If you love breakfast, you gotta love pancakes!
When I want to indulge in a hearty, filling breakfast, I whip up a stack of pancakes in the kitchen (and inevitably share some with Brownie, my 17-year old poodle. He loves anything made of flour and/or bananas).
I typically avoid refined white flours in baked goods whenever possible. Instead, I go for whole-wheat flour, buckwheat flour or even spelt flour for an earthy, nutty taste. This way, the body is better nourished and stays full for a longer time.
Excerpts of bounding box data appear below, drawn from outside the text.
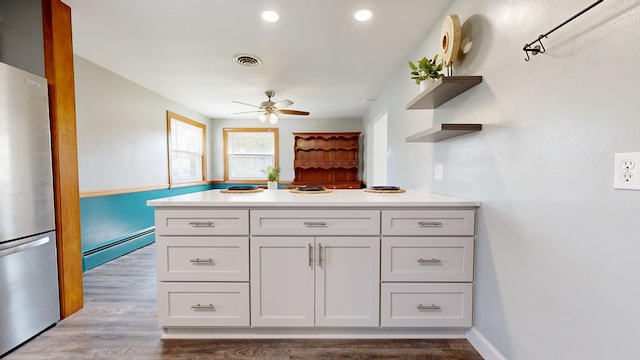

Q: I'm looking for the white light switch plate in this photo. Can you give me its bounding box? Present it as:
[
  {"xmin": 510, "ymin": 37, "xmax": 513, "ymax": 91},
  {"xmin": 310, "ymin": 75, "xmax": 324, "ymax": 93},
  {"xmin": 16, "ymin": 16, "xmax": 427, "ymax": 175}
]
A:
[
  {"xmin": 433, "ymin": 164, "xmax": 444, "ymax": 180},
  {"xmin": 613, "ymin": 152, "xmax": 640, "ymax": 190}
]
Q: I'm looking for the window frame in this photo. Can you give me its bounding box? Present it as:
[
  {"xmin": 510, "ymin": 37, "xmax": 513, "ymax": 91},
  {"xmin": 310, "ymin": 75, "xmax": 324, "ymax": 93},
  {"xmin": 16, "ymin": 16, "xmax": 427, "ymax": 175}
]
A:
[
  {"xmin": 167, "ymin": 111, "xmax": 207, "ymax": 188},
  {"xmin": 222, "ymin": 128, "xmax": 279, "ymax": 184}
]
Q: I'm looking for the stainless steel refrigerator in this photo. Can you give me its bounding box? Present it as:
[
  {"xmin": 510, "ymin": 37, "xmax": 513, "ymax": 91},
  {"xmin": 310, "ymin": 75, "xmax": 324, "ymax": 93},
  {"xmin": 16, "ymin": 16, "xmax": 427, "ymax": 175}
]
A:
[{"xmin": 0, "ymin": 63, "xmax": 60, "ymax": 357}]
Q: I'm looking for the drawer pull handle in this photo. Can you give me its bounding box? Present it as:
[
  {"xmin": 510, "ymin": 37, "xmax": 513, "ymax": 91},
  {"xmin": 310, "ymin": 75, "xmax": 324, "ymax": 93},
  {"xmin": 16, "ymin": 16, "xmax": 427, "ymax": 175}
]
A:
[
  {"xmin": 418, "ymin": 221, "xmax": 442, "ymax": 227},
  {"xmin": 416, "ymin": 304, "xmax": 440, "ymax": 311},
  {"xmin": 189, "ymin": 221, "xmax": 215, "ymax": 227},
  {"xmin": 418, "ymin": 258, "xmax": 442, "ymax": 265},
  {"xmin": 189, "ymin": 258, "xmax": 216, "ymax": 265},
  {"xmin": 191, "ymin": 304, "xmax": 216, "ymax": 311},
  {"xmin": 303, "ymin": 221, "xmax": 327, "ymax": 227}
]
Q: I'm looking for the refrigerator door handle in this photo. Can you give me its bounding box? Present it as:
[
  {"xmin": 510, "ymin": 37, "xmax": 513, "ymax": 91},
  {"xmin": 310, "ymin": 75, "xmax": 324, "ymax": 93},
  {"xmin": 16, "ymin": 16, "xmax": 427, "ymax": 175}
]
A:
[{"xmin": 0, "ymin": 236, "xmax": 49, "ymax": 257}]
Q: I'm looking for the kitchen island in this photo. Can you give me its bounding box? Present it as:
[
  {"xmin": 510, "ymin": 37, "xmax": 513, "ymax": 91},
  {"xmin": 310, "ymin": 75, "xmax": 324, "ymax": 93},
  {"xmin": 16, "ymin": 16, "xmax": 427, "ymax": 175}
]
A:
[{"xmin": 147, "ymin": 190, "xmax": 480, "ymax": 338}]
Keep to this simple 1:1 ratio whenever you make pancakes, and you’ll be setting yourself up for some praises!
1 cup flour (I use organic whole-wheat flour here)
1 cup plant milk (oat, almond, rice or hazelnut milk)
1 large egg (separate egg yolk from egg white)
1 tsp baking powder
Pinch of salt
Homemade raspberry jam
Organic honey/maple syrup
Other options – fresh fruits, nuts, seeds, coconut flakes
1. In a bowl, combine all ingredients (except egg white) and mix until batter is smooth.
2. In a separate bowl, whisk egg white to stiff peaks and gently fold into the batter. Do not overwork the mixture.
3. Using a ladle, scoop the batter and pour into a lightly-oiled pan over medium heat. When bubbles start to form on the surface, flip the pancake over.
4. Pancakes are ready when they turn golden brown. Go nuts with the toppings, stack ’em like a champ, serve and enjoy!